I wonder why the equation $(2)$ for steradians of a probability density function given in Henyey-Greenstein-Phase function is still dependent on the function of radius $p(\theta)$. So that the solid angle in steradians $\Omega$ is:
$$ \Omega_{p} = \frac{A}{r^2} \,\,\, \stackrel{?}{=} \,\,\, \int_{0}^{\pi} 2\pi \: p(\theta) \: sin(\theta) \: d\theta $$
Although I am certain the source is correct, I do not understand where that equation comes from. Please let me show a reason why I expected the equation to have no $p(\theta)$ or at least to have it as $p(\theta)^2$.
Surface of an object of revolution: Let us calculate the surface area of a revolved object first. Imagine you have an upright axis called the polar axis. Around this axis is a revolved or twisted surface. A sphere would be an arc with constant radius revolved around that axis. Like the meridian in the following image:
If we make the radius from the center of the polar axis varying, so that it depends on $\theta$ we get $r \,(\,\theta\,)$ and we can influence that arc. The following figure shows the polar axis as horizontal $X - axis$. But still the distance from center $(0,0)$ is given as a radius and not as an perpendicular axis $Y$.
Notice, that the resulting revolved object is independent of $\phi$ and is therefore symmetrical around the polar axis.
To calculate the surface of such an object given by $r\,(\,\theta\,)$ with $\theta \in [0,\pi$] and $\phi \in [0,2\pi] $ my initial assumption is to sum up (integrate) each ring around the polar axis that the given radius creates at position $\theta$.
$$\begin{align} A &= RingAlongPolarAxis \cdot DifferentialHeightOfRing\\ & = \int_{0}^{\pi} 2\pi \, sin(\theta) \, r(\theta) \cdot \sqrt{\Big(r(\theta)cos(\theta)\Big)^2+\Big(r(\theta)sin(\theta)\Big)^2} d\theta \\ & = \int_{0}^{\pi} 2\pi \, sin(\theta) \, r(\theta) \cdot \sqrt{ r(\theta)^2 \Big(cos(\theta)^2+sin(\theta)^2\Big) } d\theta \\ & = \int_{0}^{\pi} 2\pi \, sin(\theta) \, r(\theta) \cdot \sqrt{ r(\theta)^2 \cdot 1 } \: d\theta \\ & = \int_{0}^{\pi} 2\pi \, sin(\theta) \, r(\theta) \cdot r(\theta) \: d\theta \\ & = \int_{0}^{\pi} 2\pi \, sin(\theta) \, r(\theta)^2 \: d\theta \\ \end{align} $$
This seems to be correct because for a constant $r$ it yields the well known surface area of a sphere: $A=4\pi \, r^2$. But in here the radius function is squared.
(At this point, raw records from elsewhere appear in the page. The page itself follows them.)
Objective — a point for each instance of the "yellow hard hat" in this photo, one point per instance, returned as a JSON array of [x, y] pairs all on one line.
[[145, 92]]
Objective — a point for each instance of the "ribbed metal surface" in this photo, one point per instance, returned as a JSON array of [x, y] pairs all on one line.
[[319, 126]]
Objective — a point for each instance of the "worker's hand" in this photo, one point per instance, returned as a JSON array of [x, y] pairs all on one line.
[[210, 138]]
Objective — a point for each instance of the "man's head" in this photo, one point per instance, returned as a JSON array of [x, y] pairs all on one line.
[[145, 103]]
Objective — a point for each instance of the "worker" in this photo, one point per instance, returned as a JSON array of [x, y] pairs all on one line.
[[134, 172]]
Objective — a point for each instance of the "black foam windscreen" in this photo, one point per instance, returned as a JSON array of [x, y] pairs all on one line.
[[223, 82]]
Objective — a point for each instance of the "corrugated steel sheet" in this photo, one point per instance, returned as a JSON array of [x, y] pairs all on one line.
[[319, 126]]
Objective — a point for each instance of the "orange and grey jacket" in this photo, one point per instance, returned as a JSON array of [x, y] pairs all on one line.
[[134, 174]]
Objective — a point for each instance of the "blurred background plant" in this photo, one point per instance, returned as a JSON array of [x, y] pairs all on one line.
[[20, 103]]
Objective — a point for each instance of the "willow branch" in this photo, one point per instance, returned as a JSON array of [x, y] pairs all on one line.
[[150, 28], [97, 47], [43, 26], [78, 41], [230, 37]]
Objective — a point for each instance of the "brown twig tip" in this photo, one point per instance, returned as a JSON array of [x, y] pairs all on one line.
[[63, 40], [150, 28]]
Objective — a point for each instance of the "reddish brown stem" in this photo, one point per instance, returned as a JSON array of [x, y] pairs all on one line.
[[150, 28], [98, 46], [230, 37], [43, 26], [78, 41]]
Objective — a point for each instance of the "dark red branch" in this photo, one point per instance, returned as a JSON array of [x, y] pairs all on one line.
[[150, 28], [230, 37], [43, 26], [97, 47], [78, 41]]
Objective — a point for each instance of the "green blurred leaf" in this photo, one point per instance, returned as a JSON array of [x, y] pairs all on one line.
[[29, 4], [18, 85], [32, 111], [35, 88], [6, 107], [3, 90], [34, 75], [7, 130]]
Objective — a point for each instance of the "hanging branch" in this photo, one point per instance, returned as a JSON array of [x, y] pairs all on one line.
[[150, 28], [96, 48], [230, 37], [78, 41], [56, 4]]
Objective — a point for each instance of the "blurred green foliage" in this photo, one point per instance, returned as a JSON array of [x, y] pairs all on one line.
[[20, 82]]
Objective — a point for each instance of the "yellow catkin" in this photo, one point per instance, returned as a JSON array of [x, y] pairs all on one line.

In the integral in question $p(\theta)$ is not squared.
Surface area in steradian: To get to $\Omega$ which is in steradian we need to calculate the surface area per $radius^2$. Let us calculate $\Omega$ of a sphere by putting the integral equation into the steradian definition:
$$ \begin{align} \Omega &= \frac{A}{r^2} \\ &= \int_{0}^{\pi} \frac{2\pi \, sin(\theta) \, r(\theta)^2}{r(\theta)^2} \: d\theta \\ &= \int_{0}^{\pi} 2\pi \, sin(\theta) \: d\theta \\ &= 2\pi \int_{0}^{\pi} sin(\theta) \: d\theta \\ &= 2\pi \, 2 = 4 \, \pi \\ \end{align} $$
As I can see, there is a good reason why a sphere has $4\,\pi$ steradians, regardless of its size and why steradians loose the unit of area e.g. $m^2 \Rightarrow$ the radius is just cancelled out and with it goes the unit of length (squared).
Questions:
- So why is the function that produces the radius dependent of $\theta$ still in the integral equation (2) for the surface area of the Henyey Greenstein function?
- If $p(\theta)$ is still in the equation how can it produce a unitless steradian value?